Em sua primeira entrevista coletiva após a vitória eleitoral, Chávez afirmou que instalaria um comitê para definir alterações na Constituição assim que voltasse da viagem que iniciou ontem pela América Latina.
Na quarta-feira, o deputado governista Carlos Escarrá, que deve estar à frente da comissão parlamentar responsável pela reforma, adiantou que ela consagrará os conceitos de 'propriedade coletiva' (aquelas outorgadas à cooperativas ) e 'propriedade social' (empresas que fazem parcerias com o governo e geram 'benefícios sociais'). Também haveriam exceções no respeito à propriedade privada, já que o Estado poderia expropriar empresas alegando 'interesse social'.
Numa tentativa de tranqüilizar os empresários, o líder do comitê de Finanças da Assembléia, Rodrigo Cabezas, disse ontem que embora a reforma deva aumentar o peso do Estado na economia, 'não prevê a supressão da propriedade privada'.
León explica que apesar da alta dos preços do petróleo impulsionarem a economia venezuelana - que em 2005 cresceu 9% - em outros setores, a incerteza criada pelo 'socialismo bolivariano' de Chávez congelou investimentos. 'Essa situação explica o aumento do desemprego e da pobreza e vai se perpetuar se o governo insistir numa reforma que gere tanto risco para os empresários', diz León.
Para José Vicente Carrasquero, da Universidade Simon Bolívar, nem o próprio Chávez sabe onde quer chegar. 'Ele promete o socialismo, mas não tem certeza de que poderá levar seus projetos adiante se os preços do petróleo começarem a cair', diz Carrasquero.
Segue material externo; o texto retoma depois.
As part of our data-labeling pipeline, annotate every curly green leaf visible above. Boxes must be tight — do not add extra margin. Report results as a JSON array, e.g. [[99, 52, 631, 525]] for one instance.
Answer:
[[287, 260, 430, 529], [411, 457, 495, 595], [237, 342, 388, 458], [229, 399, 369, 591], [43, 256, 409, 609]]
José Manuel Puente, do Instituto de Estudos Superiores de Administração, concorda: 'Há uma ala radical do chavismo que prega expropriações e estatizações. Mas uma guinada ao socialismo não seria viável, pois representaria uma ruptura com os EUA, país do qual depende a economia venezuelana.'
Escarrá voltou a comentar ontem os projetos que devem ser incluídos na reforma. O mais polêmico seria uma 'redefinição dos direitos fundamentais'. Nas palavras do deputado, eles ' deixarão de ser simples direitos individuais e se converterão em direitos coletivos'. Escarrá também disse que haverão mudanças nas leis relativas aos meios de comunicação. 'Não para limitar a liberdade de expressão, mas para revisar algumas coisas', explicou.